D’autres ont même renvoyé Jean-Luc Mélenchon à ses cours d’Histoire. «La rue n’a jamais battu les nazis. En revanche, elle les a fait» ont souligné Thierry Mandon, ancien secrétaire d’Etat socialiste, Nathalie Loiseau, ministre de l’Europe, ou encore Jean-Baptiste Moreau, député LREM de la Creuse.

«Les nazis; c’était autre chose» et «quand on est un tribun, il faut être à la hauteur de la tribune», a asséné l’ancien ministre LR Eric Woerth à BFMTV, tandis que la présidente de l’Ile-de-France Valérie Pécresse a souligné que «ce n’est pas la rue qui a abattu les nazis» mais «les troupes alliées en lien avec la résistance».

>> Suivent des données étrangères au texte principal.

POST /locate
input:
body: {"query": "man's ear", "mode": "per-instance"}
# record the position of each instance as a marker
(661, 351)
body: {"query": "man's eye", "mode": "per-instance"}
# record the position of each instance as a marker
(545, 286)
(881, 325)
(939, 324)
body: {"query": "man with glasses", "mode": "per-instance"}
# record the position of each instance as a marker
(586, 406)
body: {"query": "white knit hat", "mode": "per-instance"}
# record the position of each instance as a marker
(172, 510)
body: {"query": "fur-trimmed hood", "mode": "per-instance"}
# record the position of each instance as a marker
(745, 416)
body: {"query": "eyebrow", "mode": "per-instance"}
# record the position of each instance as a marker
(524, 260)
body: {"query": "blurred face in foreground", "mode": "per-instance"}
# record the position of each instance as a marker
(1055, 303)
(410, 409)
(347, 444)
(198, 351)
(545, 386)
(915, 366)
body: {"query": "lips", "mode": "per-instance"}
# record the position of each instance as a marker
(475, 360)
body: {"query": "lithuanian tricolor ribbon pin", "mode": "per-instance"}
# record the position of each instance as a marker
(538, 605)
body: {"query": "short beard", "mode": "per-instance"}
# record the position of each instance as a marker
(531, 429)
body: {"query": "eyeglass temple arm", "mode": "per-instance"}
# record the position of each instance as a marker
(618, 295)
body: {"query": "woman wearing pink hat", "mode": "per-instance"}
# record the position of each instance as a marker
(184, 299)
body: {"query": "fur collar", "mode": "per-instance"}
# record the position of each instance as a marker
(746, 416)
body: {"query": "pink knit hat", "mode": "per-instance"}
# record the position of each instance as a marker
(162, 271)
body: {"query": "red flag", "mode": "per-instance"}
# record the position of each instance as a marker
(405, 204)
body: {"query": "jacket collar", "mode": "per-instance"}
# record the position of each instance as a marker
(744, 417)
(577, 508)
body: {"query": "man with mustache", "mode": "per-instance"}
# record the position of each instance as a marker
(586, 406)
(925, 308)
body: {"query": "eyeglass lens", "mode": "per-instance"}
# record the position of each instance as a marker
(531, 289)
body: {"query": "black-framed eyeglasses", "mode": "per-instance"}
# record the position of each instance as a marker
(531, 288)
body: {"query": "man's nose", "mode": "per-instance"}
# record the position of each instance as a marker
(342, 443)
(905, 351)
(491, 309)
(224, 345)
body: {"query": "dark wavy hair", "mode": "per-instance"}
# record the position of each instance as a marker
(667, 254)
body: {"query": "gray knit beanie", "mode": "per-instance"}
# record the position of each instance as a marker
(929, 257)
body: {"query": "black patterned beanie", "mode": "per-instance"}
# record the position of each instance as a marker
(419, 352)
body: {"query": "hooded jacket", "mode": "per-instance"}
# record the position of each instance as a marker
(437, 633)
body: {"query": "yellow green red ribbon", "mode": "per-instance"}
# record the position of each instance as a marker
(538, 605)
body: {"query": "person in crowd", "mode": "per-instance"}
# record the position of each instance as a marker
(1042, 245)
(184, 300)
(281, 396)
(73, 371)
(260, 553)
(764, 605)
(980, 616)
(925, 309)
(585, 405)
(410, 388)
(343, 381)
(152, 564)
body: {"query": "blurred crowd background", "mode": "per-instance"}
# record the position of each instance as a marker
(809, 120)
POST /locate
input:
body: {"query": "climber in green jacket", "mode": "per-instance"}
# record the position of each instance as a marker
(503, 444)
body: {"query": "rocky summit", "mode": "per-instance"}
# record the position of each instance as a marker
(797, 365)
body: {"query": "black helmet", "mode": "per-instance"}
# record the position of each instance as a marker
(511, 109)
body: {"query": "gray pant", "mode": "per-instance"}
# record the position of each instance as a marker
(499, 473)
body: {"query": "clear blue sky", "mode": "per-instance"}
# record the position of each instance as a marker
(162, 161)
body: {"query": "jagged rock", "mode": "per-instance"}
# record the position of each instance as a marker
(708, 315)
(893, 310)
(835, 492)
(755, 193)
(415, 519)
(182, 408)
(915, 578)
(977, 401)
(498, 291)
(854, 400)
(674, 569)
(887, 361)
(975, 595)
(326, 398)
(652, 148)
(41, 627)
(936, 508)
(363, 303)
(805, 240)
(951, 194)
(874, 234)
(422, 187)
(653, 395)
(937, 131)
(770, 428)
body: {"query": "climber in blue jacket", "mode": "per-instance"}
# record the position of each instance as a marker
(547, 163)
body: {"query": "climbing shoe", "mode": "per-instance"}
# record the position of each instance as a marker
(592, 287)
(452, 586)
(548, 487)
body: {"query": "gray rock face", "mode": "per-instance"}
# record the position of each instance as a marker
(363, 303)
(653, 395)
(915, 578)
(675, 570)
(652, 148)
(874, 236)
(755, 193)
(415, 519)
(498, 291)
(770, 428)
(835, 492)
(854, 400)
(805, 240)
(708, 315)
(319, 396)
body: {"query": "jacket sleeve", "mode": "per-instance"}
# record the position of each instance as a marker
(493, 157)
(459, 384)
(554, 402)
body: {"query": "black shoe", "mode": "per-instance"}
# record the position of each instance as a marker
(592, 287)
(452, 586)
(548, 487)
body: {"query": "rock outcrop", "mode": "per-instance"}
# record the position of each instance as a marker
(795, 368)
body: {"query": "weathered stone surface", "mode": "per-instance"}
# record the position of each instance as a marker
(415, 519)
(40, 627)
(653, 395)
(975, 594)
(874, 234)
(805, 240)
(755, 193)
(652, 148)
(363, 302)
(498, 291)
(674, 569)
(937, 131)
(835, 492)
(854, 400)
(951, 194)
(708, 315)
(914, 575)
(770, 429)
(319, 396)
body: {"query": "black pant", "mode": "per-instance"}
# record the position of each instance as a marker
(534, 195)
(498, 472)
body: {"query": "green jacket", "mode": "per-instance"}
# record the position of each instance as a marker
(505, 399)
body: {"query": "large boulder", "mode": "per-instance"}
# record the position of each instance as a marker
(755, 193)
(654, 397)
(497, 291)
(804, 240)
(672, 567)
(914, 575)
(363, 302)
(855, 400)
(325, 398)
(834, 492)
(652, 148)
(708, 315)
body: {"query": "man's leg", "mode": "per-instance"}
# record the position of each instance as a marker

«Une polémique de diversion»

Face à la polémique, Jean-Luc Mélenchon a réagi ce dimanche, ce qui est un fait rare. «Je n’ai jamais comparé le gouvernement actuel aux nazis, cela va de soi. Qu’un Castaner veuille le faire croire est de son niveau. Mais qu’il soit relayé pour faire du buzz dit bien le niveau d’abaissement auquel en sont rendus d’aucuns. Tout le monde peut vérifier le montage mensonger qui est fait de mon propos en regardant le début de mon discours puisqu’il reste en ligne»», écrit-il sur son blog.

«Cinq mois après son élection présidentielle, Emmanuel Macron butte sur la volonté du peuple de ne point se laisser dépouiller de ses droits» et «on voit donc ses agents réduits à inventer des polémiques de diversion pour ne pas acter le constat du rapport de force», ajoute le leader de la France Insoumise dans l’article intitulé «La marche du peuple et la diversion».